Agora, a professora luta para conseguir as próteses superiores. Enquanto isso não acontece, ela conta com a ajuda, principalmente, da filha mais velha, Letícia Fontes, de 17 anos.

“A minha filha é adolescente e hoje eu dependo dela para muitas coisas. Ela me ajuda a comer, a tomar banho, a fazer a higiene íntima. Às vezes, eu vejo ela cuidando de mim e acho que é um peso imenso. Ela não me fala, mas ela tem todo o direito de querer fazer as coisas dela. E aí eu choro sozinha. Hoje, tenho de fazer as coisas no tempo das pessoas. Ter as próteses superiores melhoraria a minha vida em 100% e me daria essa independência.”

Cláudia Fontes, 45, com os quatro filhos: desde que se tornou tetra-amputada, ela conta com a ajuda filha mais velha, Letícia Fontes, 17, para fazer a higiene pessoal e se alimentarImagem: Arquivo pessoal

‘Não sou a mulher forte que todo mundo pensa’

Cláudia conta que, após as amputações, sente falta de fazer coisas básicas do dia a dia. “Eu fico muito triste porque não dirijo mais, e dirigir para mim era um momento só meu. As pessoas reclamavam do trânsito, mas eu adorava”, diz.

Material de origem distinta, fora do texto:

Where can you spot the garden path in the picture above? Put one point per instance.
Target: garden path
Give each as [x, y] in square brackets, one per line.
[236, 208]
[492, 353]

Cláudia usa próteses nos membros inferiores Imagem: Arquivo pessoal

“Sinto muita falta de ir à praia. Não frequento nenhuma religião, mas eu creio em Deus e minha conexão com Ele sempre foi ir à praia. E já completou um ano que eu não vou”, lamenta a professora.

A carioca costuma compartilhar alguns momentos da vida como tetra-amputada nas redes sociais e afirma que é importante mostrar as dificuldades que enfrenta, além dos momentos de superação.

“Eu não me coloco nessa posição de coitada, mas também não sou essa mulher forte que todo mundo pensa. A minha dor é imensa, minha vida não é fácil. Não existe nenhum glamour e não dá para romantizar a minha história”, diz ela.

Mas também acredito que nada acontece por acaso. Se eu puder transformar essa dor toda em uma coisa positiva para as pessoas, acho que esse é o caminho.

Cláudia Fontes

Entenda a sepse e a amputação

A sepse é uma resposta exacerbada do corpo a qualquer tipo de infecção, causada normalmente por um vírus, bactéria ou fungo. Em geral, as mais comuns são infecção urinária, pneumonia e infecções de pele.

Quando existe uma infecção, nosso corpo vai tentar combatê-la. A sepse ocorre quando há uma resposta exagerada do organismo, que leva a um quadro inflamatório muito grande e acaba resultando em disfunção de órgãos. 

Ariane Melaré, infectologista do Hospital Alemão Oswaldo Cruz

Entre os principais sintomas da sepse estão diminuição da diurese, confusão mental, sonolência, febre, pressão baixa e aumento da frequência respiratória. As pessoas mais suscetíveis à doença são adultos acima de 60 anos, recém-nascidos, pessoas imunodeprimidas, gestantes, puérperas e pessoas diagnosticadas com alguma comorbidade.

Cerca de 400 mil casos de sepse são registrados anualmente no Brasil, dos quais 60% resultam em morte, segundo o Ministério da Saúde. “A recomendação principal, que é mais associada à diminuição de mortalidade, é a administração dos antibióticos na primeira hora após o diagnóstico de sepse. Por isso, é importante educar a população para que ela consiga fazer esse diagnóstico precoce e chegar ao hospital o mais rápido possível.”

Em alguns casos, o tratamento para a sepse pode causar falta de vascularização nas extremidades do corpo —o que aconteceu com Cláudia. “Quando a sepse acontece associada a um quadro de hipotensão, ocorre o choque séptico. Aí, é necessário o uso de medicação para a pressão subir, as chamadas drogas vasoativas”, explica a médica Ariane Melaré.

Se o corpo não responde ao tratamento, é preciso utilizar esses medicamentos por um período prolongado, causando uma diminuição da vascularização periférica. E pode acontecer de você ter uma isquemia nesses órgãos, e isso evoluir para uma necrose, quando existe a necessidade de amputação.